# Tomoyose Ryuko



## hoshin1600

Just heard the news of Tomoyose Sensei passing.  i met him back in the late 1990's.  his views and words completely changed the way i practice and view my martial art. 

_"Ryuko Tomoyose was born in 1929 in the Village. He lived in Okinawa with his grandparents. At the age of 13, while attending school, he was instructed in Shorin-Ryu. He noted that "I would see my father's Karate, and it looked very different. So I wanted to do a different style from school." This led him to study Goju Ryu with the founder Chojun Miyagi. His teaching came about after a brief question and answer session where it was discovered who his father was. (his father Ryuyu Tomoyose, studied Uechi- Ryu under Kanbun Uechi)  He began his studies and trained for about 18 months in 1942. In 1946 when Kanbun Uechi returned to Okinawa was when his training in Uechi Ryu began. This was at the Futenma Dojo.
            During the 1950's Ryuko began to lead a number of classes for U.S. Military personnel stationed in Okinawa.  Ryuko Tomoyose began to teach George Mattson who was the one of the first to introduce karate to America. 
            Ryuko Tomoyose offset his martial studies with that of calligraphy. He became a very accomplished calligrapher and much of his work can still be found.
            In 1999, after the split in Uechi Ryu, Ryuko Tomoyose was awarded KyuDan in Shohei-Ryu Karate.

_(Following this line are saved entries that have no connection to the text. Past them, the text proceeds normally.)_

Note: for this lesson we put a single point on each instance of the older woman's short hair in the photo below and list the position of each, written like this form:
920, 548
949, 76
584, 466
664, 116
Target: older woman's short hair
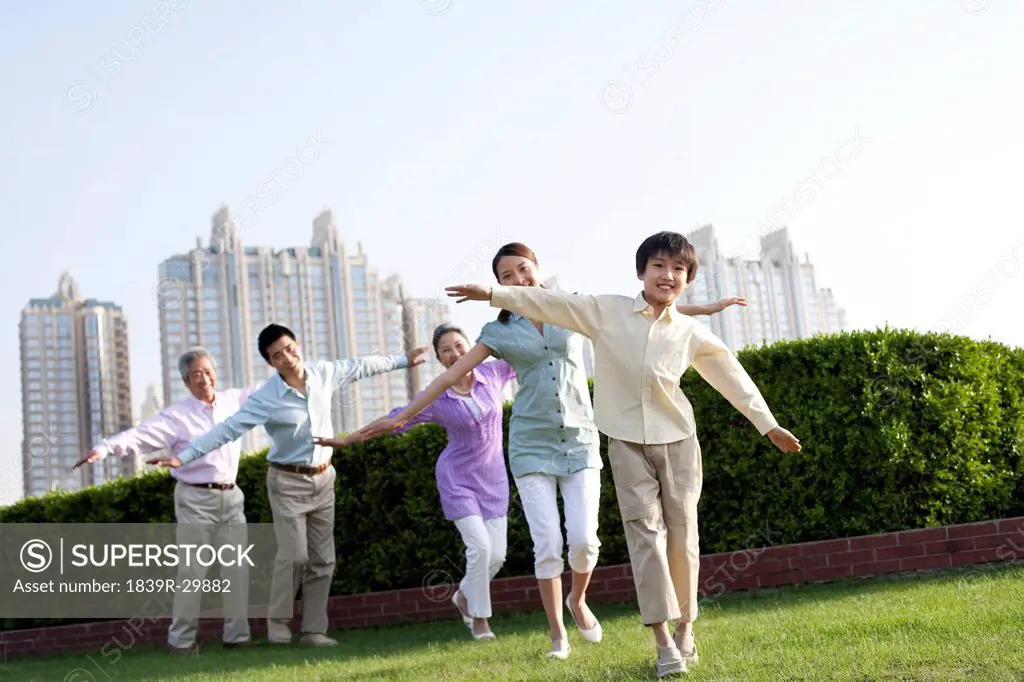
186, 359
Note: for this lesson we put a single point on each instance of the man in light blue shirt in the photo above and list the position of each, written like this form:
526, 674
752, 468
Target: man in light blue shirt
292, 406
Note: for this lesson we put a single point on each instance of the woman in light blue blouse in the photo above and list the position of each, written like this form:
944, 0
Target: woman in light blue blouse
553, 443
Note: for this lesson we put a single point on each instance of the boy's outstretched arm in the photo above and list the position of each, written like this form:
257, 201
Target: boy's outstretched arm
579, 312
711, 308
720, 368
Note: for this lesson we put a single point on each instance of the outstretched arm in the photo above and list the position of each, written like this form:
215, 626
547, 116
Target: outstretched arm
721, 369
351, 370
463, 366
711, 308
155, 433
579, 312
252, 414
377, 427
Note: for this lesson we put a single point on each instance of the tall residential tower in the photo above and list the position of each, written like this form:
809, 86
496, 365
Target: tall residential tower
75, 388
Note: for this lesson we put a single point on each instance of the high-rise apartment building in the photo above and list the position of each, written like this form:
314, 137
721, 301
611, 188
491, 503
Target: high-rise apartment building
151, 406
783, 300
76, 388
220, 296
421, 317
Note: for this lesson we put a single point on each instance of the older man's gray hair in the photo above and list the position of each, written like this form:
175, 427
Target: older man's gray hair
186, 359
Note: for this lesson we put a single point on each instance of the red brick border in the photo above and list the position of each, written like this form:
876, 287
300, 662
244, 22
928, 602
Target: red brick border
987, 542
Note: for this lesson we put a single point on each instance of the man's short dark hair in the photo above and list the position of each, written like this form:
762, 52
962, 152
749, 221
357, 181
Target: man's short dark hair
670, 245
269, 336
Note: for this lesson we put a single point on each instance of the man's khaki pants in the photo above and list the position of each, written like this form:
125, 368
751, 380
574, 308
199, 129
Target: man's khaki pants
303, 524
657, 488
209, 517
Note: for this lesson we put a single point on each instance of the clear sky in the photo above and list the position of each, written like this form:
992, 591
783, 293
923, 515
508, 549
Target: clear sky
450, 127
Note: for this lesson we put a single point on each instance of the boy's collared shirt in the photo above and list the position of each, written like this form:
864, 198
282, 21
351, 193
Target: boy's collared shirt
638, 361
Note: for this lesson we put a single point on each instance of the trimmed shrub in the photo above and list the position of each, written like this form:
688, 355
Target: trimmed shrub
900, 430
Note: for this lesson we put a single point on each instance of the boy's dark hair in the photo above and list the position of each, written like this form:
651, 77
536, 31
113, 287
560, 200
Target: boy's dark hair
269, 336
511, 249
672, 245
441, 331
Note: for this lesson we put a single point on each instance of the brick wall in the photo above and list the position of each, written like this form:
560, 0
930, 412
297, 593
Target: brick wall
771, 566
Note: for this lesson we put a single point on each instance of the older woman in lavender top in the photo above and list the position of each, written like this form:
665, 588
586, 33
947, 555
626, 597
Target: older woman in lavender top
470, 471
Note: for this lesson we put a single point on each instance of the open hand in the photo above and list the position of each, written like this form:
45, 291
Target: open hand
165, 461
88, 458
469, 293
381, 426
784, 440
732, 300
340, 442
415, 356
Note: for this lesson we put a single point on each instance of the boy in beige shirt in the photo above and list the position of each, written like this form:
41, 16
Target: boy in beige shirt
642, 346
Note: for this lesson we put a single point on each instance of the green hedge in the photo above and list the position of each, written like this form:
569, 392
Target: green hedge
900, 430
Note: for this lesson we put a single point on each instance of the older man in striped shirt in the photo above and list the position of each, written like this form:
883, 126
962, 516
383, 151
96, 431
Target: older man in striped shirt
206, 497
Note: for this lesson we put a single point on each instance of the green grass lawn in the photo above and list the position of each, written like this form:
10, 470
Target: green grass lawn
963, 625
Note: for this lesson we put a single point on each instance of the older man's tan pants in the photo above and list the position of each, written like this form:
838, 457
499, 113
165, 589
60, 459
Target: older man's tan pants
657, 488
215, 517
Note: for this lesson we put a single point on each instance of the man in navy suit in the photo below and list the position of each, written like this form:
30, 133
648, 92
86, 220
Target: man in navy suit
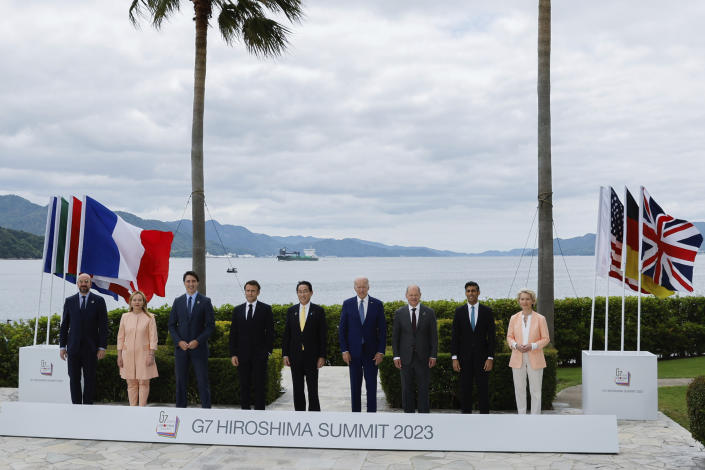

In 2000, he had the honor bestowed upon him of being "Recognized as Intangible Cultural Asset holder in the Field of Okinawan Karate and Martial Arts with Weaponry by Okinawa Prefecture." 










_


----------



## Buka

May he rest in peace. 

Growing up, teething on belts and boxing as a rookie Karateka in Boston, having been influenced by Mattson Academy as a youngster, _years before_ _I ever actually trained anywhere_, and living in the Pacific now where Tomoyose Sensei almost got stranded - God damn, I never met him, but kinda feel like I did.

Heard a few stories back in the day from guys who trained with him. (guys who I looked up to) Damn.

R.I.P.


----------



## granfire

.


----------



## Brian R. VanCise

.


----------



## Gerry Seymour

.


----------